The IDT Core offers many strategies for targeting your gene of interest, and since every gene is unique, each strategy is custom tailored to your gene.
These examples show the basic design for various targeting methods we use, and give a general overview of how your gene is modified.
3 Knockout (KO) Allele Strategies
A) Strategy using a single sgRNA. Repair of the double strand break (DSB) by non-homologous end joining (NHEJ) may lead to small indels, which may create a frameshift and a premature stop codon.
B) Strategy using a single sgRNA and an ssODN template for repair using HDR.
C) Strategy using a two sgRNAs repair of the two DSBs and deletion of the intervening sequence leading to a large deletion and KO allele. Coding exons are represented by open boxes, untranslated region (UTR) by black boxes, coding sequence following a premature stop codon by grey boxes. Stop codons are represented by red octagons, and yellow lightning bolts represent the sites of DSBs induced by the Cas9-sgRNA complex. Genotyping primers flanking the large deletion in C are represented by small black arrows. RE: restriction site sequence.
(A) Schematic of the genomic region encoding the lysine 51 of Tlr9. Exon 2 is in orange box, the position of K51 and of the sgRNA target sequence are depicted. Specific primers for PCR and nested primers for sequencing are represented by black arrows. Blue crosses represent the region of homology between the ssODN and the genomic sequence.
(B) Details of the substitutions in the ssODN that are introduced to create the K51E allele. The sgRNA target sequences are named and represented by arrows above and bellow the WT sequence, the PAM sequences are in bold, substitution in the ssODN are in red.
For cKO, a 2 sgRNA with 2 ssODN strategy will be used to insert LoxP sites flanking critical exons.
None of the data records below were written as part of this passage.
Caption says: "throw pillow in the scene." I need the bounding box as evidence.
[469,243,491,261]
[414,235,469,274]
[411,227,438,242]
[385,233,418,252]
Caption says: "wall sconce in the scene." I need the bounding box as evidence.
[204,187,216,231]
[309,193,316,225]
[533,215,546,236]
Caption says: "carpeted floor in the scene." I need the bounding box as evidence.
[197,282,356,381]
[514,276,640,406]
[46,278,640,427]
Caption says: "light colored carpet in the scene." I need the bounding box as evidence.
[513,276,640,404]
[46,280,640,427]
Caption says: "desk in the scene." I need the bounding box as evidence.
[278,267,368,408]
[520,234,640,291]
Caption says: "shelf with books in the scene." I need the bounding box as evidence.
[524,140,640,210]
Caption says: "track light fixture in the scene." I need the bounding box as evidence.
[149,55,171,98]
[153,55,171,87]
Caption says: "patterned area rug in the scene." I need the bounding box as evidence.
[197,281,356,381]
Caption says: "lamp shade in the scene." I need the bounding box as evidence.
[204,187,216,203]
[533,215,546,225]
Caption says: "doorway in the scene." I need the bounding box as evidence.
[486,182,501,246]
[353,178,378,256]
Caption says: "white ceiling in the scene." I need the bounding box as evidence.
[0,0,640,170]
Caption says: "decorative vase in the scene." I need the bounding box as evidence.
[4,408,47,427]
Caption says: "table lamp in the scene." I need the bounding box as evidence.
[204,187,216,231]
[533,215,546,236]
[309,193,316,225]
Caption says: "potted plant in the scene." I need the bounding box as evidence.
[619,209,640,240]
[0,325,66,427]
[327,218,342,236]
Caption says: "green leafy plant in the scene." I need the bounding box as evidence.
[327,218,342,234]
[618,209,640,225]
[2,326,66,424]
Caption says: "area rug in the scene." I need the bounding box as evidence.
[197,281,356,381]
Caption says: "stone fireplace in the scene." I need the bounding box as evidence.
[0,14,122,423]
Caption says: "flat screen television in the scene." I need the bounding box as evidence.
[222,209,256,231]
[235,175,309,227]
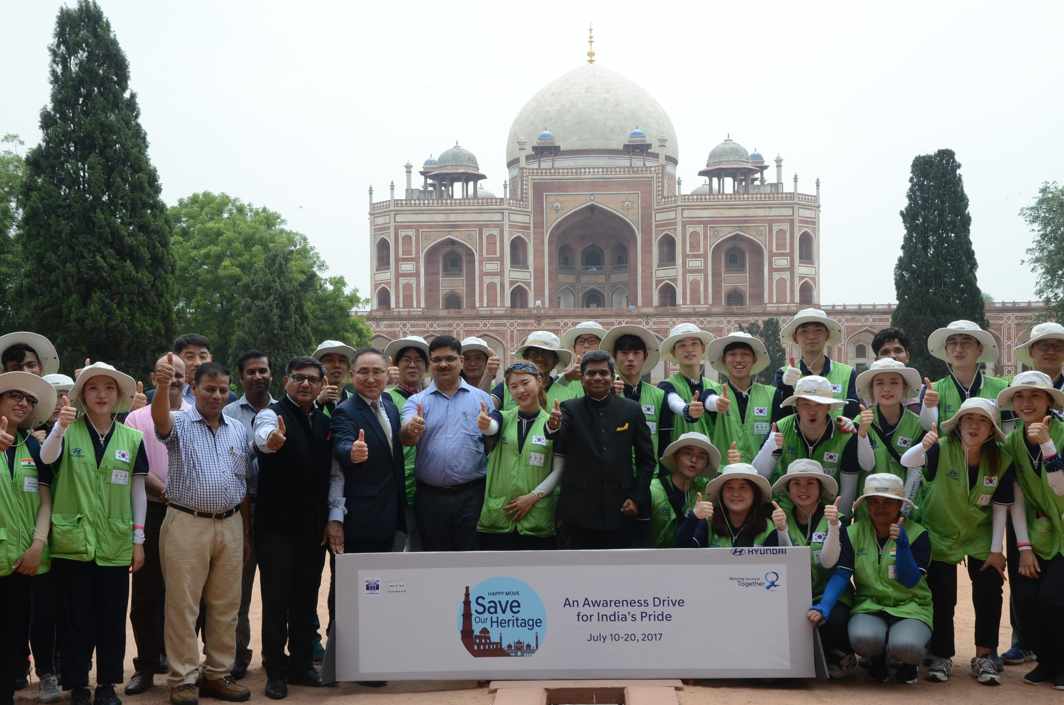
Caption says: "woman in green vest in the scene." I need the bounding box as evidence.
[901,398,1027,685]
[676,463,791,549]
[650,432,720,549]
[920,320,1009,431]
[0,372,55,705]
[492,331,584,410]
[477,360,563,551]
[753,374,876,514]
[703,331,776,463]
[998,370,1064,690]
[40,363,148,705]
[658,323,720,447]
[834,472,931,684]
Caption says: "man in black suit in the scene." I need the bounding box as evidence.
[547,350,654,549]
[253,357,332,700]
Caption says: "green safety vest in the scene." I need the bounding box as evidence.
[786,509,852,605]
[51,417,144,566]
[477,408,558,537]
[0,432,51,577]
[846,519,932,627]
[713,382,776,463]
[662,372,720,442]
[388,387,417,508]
[1004,419,1064,560]
[931,373,1009,429]
[650,475,708,549]
[920,436,1011,565]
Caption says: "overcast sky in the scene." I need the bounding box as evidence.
[0,0,1064,303]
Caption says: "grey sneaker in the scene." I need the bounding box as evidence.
[970,656,1001,686]
[37,673,63,703]
[928,656,953,683]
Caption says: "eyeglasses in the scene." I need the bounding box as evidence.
[3,390,37,407]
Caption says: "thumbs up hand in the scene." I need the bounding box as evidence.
[477,402,492,436]
[924,377,938,408]
[858,404,875,438]
[824,497,843,526]
[547,399,562,431]
[351,429,369,464]
[772,501,787,532]
[1027,416,1053,446]
[130,382,148,412]
[0,416,15,453]
[266,416,288,451]
[920,423,938,453]
[781,356,801,387]
[692,492,713,521]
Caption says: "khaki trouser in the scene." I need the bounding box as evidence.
[159,508,244,687]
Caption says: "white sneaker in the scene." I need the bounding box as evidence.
[37,673,63,703]
[970,656,1001,686]
[927,656,953,683]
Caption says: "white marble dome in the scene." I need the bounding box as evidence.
[506,64,680,164]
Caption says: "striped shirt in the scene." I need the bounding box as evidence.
[159,406,251,514]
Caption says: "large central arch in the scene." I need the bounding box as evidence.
[547,203,639,308]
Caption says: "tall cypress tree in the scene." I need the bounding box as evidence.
[891,149,986,379]
[18,0,174,374]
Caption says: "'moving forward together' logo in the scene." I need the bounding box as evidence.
[458,577,547,658]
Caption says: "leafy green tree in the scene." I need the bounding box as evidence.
[17,0,173,375]
[891,149,986,379]
[170,192,370,379]
[1019,182,1064,321]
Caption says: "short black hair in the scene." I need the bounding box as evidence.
[173,333,208,355]
[284,355,326,379]
[429,335,462,355]
[613,333,649,355]
[351,346,387,368]
[871,328,913,357]
[193,363,232,387]
[580,350,615,376]
[237,343,269,374]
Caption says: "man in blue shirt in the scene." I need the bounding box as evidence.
[400,335,492,551]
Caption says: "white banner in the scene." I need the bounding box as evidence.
[333,548,815,681]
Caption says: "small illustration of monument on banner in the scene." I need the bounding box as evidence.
[460,578,544,658]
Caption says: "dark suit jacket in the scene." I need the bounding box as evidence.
[547,395,654,531]
[332,395,406,544]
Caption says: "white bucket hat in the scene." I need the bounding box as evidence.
[780,374,846,406]
[43,372,73,392]
[71,363,136,414]
[858,357,924,402]
[661,323,713,363]
[702,463,772,504]
[384,335,429,365]
[311,340,354,365]
[0,372,57,427]
[1015,321,1064,367]
[462,335,495,357]
[780,308,843,348]
[661,431,720,475]
[706,331,770,376]
[853,472,918,513]
[941,397,1004,441]
[928,320,998,365]
[997,370,1064,410]
[562,321,605,350]
[772,457,838,502]
[514,331,572,372]
[0,331,60,374]
[599,325,661,374]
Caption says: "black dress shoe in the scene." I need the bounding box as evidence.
[126,672,155,695]
[266,678,288,700]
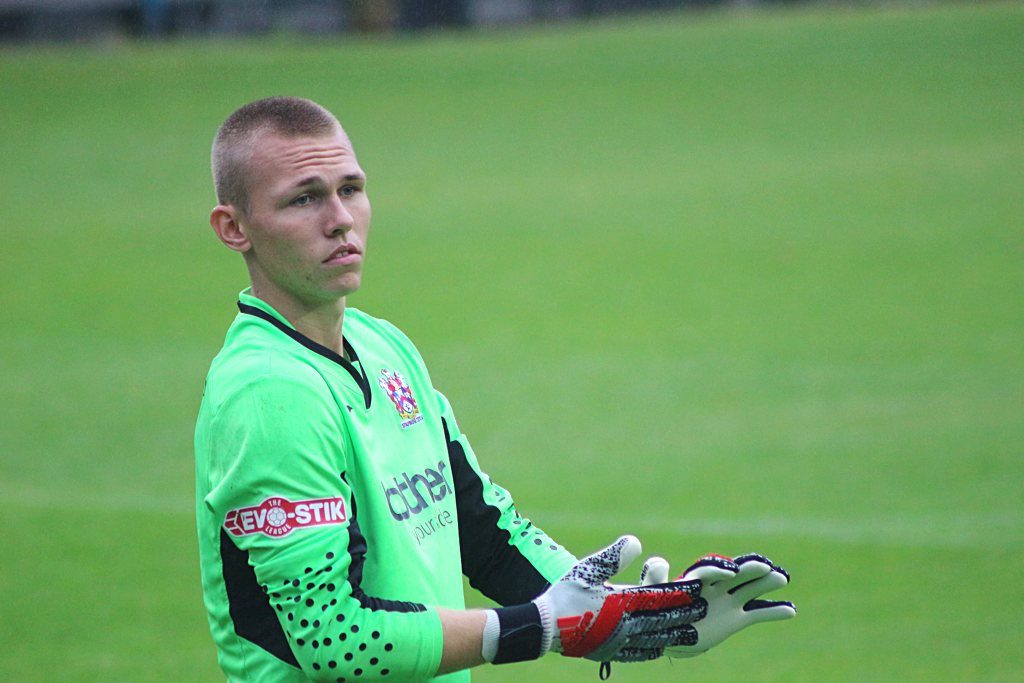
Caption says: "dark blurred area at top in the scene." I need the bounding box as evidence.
[0,0,798,43]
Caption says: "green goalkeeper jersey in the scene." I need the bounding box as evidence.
[196,291,574,682]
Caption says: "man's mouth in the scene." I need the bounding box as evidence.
[324,244,359,263]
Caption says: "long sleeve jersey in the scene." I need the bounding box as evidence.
[196,291,574,682]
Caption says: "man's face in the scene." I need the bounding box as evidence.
[238,128,371,309]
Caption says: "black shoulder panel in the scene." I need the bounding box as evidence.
[441,418,548,605]
[220,529,299,669]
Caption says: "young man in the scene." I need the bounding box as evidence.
[196,97,792,681]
A) Structure of ssODN to introduce LoxP sites to generate conditional allele. All of the ssODN to introduce LoxP sites will have the same structure. The sequence for a LoxP site (34 bp, cyan) and a restriction enzyme (6 bp, green) will be introduced at the position of the DSB induced by Cas9, which is 3 bp upstream of the PAM sequence (NGG, bold), disrupting the sgRNA target sequence (yellow) and preventing further editing of the allele containing the LoxP by Cas9. Sequence of homology for HDR will be the 80 bp both upstream and downstream of the DSB position for a total of 200 bp (80 + 6 + 34+ 80).
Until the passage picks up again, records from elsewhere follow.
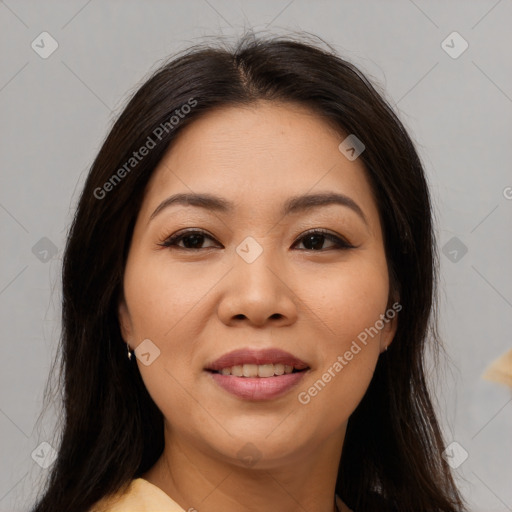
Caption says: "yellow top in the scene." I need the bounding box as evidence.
[90,478,348,512]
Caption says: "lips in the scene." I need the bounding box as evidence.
[205,349,309,372]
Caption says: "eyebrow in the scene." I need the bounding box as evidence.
[148,192,368,225]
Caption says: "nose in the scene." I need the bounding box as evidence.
[217,245,298,327]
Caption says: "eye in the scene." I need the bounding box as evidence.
[158,229,219,250]
[294,229,354,252]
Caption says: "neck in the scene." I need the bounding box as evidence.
[143,427,348,512]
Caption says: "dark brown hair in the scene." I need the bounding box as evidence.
[33,34,463,512]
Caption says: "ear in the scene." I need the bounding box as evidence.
[380,301,402,353]
[117,297,133,343]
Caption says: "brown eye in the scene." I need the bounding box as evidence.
[292,229,354,252]
[159,230,218,250]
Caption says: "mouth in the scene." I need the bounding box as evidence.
[206,363,309,379]
[205,349,311,400]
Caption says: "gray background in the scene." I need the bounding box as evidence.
[0,0,512,512]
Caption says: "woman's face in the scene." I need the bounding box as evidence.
[119,102,396,467]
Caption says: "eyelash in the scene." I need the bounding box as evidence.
[158,229,355,252]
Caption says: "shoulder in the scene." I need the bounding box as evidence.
[90,478,185,512]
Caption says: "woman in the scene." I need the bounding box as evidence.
[33,37,463,512]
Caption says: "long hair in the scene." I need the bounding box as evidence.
[33,34,463,512]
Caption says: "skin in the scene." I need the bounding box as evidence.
[119,102,396,512]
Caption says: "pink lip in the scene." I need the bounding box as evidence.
[205,348,308,370]
[210,371,307,400]
[205,348,309,400]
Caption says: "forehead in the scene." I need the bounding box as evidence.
[141,102,377,225]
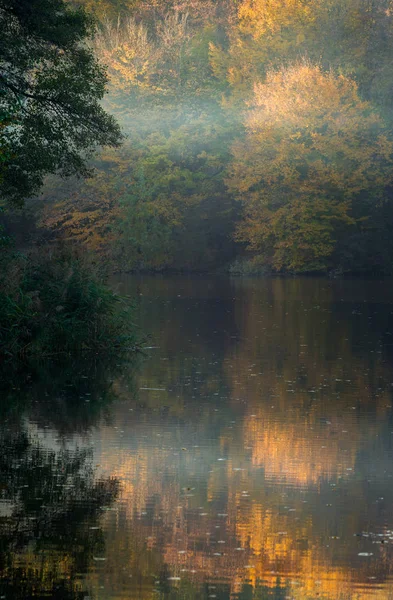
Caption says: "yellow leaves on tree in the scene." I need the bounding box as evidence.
[238,0,311,38]
[228,63,393,271]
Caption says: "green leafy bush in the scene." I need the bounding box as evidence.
[0,248,137,360]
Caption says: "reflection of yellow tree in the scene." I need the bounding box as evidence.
[86,279,393,600]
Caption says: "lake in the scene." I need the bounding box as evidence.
[0,276,393,600]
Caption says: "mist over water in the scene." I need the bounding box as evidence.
[0,276,393,600]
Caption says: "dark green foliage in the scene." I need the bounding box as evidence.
[0,249,140,360]
[0,0,121,204]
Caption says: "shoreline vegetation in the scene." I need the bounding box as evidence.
[0,246,142,367]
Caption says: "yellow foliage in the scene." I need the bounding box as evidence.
[238,0,312,38]
[228,63,393,270]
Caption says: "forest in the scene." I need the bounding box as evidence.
[27,0,393,276]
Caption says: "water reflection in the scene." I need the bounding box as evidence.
[0,360,130,600]
[95,278,393,598]
[0,277,393,600]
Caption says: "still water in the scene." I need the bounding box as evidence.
[0,277,393,600]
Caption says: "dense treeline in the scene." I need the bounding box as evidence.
[37,0,393,272]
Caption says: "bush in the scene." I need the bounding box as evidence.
[0,248,137,360]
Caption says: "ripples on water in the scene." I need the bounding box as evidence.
[0,277,393,600]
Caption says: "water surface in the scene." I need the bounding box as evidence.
[0,277,393,600]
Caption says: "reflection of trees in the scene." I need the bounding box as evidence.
[0,432,118,600]
[0,355,139,435]
[87,279,393,600]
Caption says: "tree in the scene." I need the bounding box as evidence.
[228,63,393,271]
[0,0,121,204]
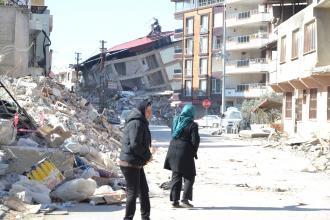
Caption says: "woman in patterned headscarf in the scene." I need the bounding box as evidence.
[164,105,200,208]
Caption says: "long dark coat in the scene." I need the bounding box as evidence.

B) Schematic for cKO, a generic gene is represented. Coding exons are orange arrows. The yellow lightning bolts represent the sites of DSBs induced by the Cas9-sgRNA complex. LoxP sites will be introduced by HDR at the sites of DSBs, using 2 ssODN (above WT allele). “X” between ssODNs and the WT allele represent recombination events that will lead to the generation of the floxed allele (bottom). LoxP sites are represented by black arrowheads. Genotyping primers flanking the LoxP sites are represented by small black arrows. “E” represents EcoR1 restriction sites.